Michael Hughes, author of the viral Trump binding spell, calls himself a magician, though he doesn’t mean it in the David Blaine way. In 2017, he wrote the spell as a lark, something he thought his small circle of occult-curious friends would appreciate, but with direct political intent. “In order for something to break through the public consciousness, it had to be as weird and surreal and out of left field as Trump and Trump world was becoming,” he says. “I’d seen the Women’s March and the March for Science, tens of thousands of people show up in DC, and it barely makes a blip in the news, much less the little social media silos we’re in.”
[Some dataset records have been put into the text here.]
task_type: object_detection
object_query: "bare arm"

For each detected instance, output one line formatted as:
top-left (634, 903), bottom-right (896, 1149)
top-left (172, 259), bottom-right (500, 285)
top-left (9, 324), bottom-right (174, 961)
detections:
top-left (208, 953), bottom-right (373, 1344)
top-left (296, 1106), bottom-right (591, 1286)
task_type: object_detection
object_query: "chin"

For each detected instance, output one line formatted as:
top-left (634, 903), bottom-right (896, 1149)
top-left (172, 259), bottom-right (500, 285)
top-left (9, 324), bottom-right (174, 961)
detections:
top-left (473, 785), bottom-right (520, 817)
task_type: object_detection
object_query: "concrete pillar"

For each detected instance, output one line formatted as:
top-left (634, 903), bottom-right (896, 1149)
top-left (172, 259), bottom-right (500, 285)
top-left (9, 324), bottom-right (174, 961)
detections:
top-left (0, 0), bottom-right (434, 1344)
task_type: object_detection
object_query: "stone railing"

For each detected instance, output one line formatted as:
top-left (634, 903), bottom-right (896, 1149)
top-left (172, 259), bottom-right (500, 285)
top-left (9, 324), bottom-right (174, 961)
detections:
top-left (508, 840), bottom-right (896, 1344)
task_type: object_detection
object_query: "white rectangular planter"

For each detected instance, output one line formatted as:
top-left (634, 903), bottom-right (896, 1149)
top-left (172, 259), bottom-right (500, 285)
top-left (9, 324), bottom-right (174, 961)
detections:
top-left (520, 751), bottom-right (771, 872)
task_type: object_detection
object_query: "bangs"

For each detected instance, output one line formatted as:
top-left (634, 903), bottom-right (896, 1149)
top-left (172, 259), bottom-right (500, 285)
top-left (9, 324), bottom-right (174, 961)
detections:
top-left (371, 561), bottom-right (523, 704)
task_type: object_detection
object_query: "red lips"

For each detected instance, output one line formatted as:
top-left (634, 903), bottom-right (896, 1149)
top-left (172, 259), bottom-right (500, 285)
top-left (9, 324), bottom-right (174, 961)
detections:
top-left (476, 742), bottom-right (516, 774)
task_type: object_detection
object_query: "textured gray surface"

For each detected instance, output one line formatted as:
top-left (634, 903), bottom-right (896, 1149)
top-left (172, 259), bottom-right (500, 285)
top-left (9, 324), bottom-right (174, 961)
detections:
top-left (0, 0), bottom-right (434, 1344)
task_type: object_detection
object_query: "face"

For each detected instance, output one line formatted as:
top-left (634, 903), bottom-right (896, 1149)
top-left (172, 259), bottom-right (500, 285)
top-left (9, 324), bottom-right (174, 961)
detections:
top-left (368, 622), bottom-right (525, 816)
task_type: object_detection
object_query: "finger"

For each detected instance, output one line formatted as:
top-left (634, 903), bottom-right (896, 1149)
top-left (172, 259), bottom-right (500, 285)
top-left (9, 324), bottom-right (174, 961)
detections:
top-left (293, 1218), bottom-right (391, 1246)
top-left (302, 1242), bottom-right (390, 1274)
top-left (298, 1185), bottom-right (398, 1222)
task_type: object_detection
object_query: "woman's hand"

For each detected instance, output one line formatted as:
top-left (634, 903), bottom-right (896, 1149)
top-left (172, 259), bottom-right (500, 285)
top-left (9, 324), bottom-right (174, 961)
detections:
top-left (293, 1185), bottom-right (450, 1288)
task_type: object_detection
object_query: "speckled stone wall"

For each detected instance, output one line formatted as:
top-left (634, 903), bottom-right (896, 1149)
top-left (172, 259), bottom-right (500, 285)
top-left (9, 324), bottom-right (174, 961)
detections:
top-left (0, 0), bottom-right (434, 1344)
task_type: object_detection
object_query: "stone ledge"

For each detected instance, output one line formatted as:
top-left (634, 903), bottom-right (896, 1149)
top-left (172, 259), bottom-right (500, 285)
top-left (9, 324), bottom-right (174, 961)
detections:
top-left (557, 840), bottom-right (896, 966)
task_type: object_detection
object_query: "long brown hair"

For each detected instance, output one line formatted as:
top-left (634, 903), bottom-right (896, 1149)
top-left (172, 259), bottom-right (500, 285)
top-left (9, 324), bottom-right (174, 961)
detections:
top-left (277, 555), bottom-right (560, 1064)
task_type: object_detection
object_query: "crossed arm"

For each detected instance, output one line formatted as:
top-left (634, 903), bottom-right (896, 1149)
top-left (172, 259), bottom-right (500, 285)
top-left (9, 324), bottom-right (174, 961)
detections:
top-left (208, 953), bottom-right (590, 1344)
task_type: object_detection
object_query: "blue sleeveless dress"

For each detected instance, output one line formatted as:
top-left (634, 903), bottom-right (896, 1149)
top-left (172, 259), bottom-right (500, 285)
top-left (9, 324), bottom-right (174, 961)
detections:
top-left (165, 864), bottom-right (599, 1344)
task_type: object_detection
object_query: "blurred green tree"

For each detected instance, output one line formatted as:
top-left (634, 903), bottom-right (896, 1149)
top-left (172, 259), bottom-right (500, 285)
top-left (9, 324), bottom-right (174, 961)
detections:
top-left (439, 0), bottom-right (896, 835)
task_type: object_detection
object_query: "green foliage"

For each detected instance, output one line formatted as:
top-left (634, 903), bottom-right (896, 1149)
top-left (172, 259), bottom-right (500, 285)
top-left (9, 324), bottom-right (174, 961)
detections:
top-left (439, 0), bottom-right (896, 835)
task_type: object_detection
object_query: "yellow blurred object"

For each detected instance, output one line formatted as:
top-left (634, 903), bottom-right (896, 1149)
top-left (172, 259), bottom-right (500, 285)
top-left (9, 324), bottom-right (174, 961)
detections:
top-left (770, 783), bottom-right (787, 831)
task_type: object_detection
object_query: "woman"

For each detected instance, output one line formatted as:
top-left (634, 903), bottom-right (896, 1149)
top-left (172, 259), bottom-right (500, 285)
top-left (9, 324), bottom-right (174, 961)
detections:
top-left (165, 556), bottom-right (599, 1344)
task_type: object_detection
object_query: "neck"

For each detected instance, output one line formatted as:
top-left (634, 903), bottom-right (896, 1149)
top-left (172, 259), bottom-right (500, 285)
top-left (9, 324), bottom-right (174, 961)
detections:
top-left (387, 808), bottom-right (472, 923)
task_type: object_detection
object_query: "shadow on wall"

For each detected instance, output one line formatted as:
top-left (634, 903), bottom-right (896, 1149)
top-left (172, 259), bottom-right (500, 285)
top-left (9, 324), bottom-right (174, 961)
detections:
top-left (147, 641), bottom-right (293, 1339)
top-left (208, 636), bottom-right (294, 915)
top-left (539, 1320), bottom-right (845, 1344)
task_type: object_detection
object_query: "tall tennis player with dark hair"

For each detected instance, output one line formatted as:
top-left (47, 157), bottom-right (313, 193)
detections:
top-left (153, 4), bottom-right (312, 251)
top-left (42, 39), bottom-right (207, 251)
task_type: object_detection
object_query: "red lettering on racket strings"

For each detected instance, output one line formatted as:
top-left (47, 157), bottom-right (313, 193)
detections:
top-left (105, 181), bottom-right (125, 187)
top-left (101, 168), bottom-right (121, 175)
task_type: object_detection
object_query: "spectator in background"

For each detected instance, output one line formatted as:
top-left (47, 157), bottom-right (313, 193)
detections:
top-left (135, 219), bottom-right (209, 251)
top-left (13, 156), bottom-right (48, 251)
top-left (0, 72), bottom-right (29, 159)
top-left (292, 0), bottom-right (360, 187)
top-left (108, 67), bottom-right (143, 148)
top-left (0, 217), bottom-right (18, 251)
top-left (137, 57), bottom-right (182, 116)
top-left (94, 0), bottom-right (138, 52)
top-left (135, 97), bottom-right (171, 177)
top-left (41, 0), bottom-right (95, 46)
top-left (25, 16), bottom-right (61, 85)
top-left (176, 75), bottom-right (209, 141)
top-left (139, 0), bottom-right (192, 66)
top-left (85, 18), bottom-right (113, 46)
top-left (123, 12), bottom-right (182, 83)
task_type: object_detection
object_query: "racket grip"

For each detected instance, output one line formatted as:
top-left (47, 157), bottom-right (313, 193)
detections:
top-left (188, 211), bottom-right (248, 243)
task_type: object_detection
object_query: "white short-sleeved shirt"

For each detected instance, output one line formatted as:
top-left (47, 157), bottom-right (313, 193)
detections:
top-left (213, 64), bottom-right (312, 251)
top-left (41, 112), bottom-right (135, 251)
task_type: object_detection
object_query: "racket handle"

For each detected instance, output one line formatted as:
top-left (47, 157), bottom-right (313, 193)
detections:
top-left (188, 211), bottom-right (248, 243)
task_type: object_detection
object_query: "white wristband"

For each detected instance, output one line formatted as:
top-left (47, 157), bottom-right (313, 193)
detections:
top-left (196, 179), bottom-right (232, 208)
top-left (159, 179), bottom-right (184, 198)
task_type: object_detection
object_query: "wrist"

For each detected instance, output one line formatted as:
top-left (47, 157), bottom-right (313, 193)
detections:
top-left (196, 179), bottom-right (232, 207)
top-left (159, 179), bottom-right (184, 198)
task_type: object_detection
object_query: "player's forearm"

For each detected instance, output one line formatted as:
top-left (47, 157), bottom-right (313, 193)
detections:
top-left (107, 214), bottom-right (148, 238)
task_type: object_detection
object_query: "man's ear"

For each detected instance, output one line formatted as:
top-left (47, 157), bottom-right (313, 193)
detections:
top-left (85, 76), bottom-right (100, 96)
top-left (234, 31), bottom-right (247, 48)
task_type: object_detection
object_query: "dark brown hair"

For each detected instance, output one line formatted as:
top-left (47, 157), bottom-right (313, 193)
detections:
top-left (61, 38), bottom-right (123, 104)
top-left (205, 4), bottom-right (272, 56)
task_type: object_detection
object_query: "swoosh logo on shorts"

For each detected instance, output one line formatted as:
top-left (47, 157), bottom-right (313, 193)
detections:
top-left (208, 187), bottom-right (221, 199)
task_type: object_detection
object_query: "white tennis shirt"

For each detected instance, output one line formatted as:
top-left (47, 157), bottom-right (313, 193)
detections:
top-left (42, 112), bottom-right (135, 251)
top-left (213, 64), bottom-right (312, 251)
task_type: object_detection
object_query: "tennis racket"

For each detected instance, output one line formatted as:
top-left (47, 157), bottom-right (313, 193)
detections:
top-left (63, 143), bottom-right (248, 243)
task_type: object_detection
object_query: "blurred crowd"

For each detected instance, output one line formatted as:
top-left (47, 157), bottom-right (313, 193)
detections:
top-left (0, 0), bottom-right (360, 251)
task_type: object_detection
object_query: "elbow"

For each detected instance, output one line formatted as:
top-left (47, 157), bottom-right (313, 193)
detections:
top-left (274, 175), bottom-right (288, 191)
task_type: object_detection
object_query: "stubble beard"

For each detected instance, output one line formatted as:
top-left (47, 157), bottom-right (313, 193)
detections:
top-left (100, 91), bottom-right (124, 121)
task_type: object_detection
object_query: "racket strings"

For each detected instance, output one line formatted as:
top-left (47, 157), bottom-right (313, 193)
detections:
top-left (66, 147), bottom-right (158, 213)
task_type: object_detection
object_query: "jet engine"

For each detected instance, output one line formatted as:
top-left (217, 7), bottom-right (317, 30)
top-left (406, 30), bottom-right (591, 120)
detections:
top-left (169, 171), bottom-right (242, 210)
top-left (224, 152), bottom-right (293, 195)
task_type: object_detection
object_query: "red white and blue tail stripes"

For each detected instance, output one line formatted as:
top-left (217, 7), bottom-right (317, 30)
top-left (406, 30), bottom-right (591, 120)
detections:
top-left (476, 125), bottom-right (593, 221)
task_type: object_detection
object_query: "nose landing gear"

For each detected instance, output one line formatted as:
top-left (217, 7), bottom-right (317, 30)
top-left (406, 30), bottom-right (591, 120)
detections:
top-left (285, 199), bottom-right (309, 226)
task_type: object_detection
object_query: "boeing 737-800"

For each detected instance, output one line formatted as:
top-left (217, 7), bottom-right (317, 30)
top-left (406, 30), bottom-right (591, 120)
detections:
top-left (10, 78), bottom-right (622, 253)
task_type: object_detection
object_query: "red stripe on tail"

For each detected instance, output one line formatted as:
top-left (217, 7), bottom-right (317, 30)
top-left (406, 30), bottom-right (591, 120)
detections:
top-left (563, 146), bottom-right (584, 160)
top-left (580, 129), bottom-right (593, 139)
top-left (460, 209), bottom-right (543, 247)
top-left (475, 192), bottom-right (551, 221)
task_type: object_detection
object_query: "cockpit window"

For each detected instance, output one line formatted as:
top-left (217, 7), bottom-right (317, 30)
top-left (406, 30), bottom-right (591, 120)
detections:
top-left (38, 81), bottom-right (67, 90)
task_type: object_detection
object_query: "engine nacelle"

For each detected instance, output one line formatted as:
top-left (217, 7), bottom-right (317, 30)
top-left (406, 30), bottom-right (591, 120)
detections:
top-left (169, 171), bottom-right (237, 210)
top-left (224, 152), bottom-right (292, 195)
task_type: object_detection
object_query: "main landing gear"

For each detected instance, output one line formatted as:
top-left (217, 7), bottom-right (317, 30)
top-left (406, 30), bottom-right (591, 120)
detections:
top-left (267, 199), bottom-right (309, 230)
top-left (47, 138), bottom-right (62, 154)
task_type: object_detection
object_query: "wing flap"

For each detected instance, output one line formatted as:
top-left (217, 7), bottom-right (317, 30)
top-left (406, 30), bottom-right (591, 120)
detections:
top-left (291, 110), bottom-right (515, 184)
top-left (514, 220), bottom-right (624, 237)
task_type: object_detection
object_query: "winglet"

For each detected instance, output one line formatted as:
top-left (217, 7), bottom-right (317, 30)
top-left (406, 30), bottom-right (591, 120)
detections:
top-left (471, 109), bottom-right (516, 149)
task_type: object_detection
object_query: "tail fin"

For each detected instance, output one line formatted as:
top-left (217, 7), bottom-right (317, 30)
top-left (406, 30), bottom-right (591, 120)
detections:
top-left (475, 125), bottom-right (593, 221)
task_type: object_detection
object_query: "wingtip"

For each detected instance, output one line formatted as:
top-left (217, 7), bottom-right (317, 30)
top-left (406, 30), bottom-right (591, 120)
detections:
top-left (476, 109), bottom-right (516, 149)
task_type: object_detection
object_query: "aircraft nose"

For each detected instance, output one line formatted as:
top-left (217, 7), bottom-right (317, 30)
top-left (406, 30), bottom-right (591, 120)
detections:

That little bit of witchery was apparently just weird enough, because he suddenly found himself inundated with media requests. According to Hughes, TV stations pestered him so much in their quest to film witches (who are generally a private bunch) that he lied to them, telling them that witches would be congregating outside Trump Tower in New York City to conduct the binding ritual. Just by telling it, his lie came true. And, when he live-streamed his own binding spell, 60,000 people tuned in. So they made the Bind Trump Facebook group, hexed the NRA, and bound Supreme Court Justice Brett Kavanaugh. “I think it’s totally working,” Hughes says.
Hughes doesn’t expect his spell to literally snap Trump’s arms and legs together, Petrificus totalus style. “We feel so powerless. It’s easy to get beaten down,” Hughes says. “The ritual is like a self-exorcism.” It’s less a replacement for calling your congressperson than a spiritual companion to that activism, in Hughes’ view. A way to keep going, to keep the faith, as it were, in trying times. “Any progressive social movement needs a spiritual aspect to keep from burning out and to keep people engaged,” he says.
He also thinks that he and others are really pulling off magic, and online groups are bursting with what magic practitioners see as evidence of their success. “The World Series booing was two days after the binding. Coincidence?” writes one group member. “I think not.” Another sees evidence of the binding’s effectiveness in Trump being prevented from shrinking Bears Ears National Monument in Utah. “Huzzah! He is bound!” they write. Did it work? Did the Pentagon levitate? Maybe it doesn’t matter at all.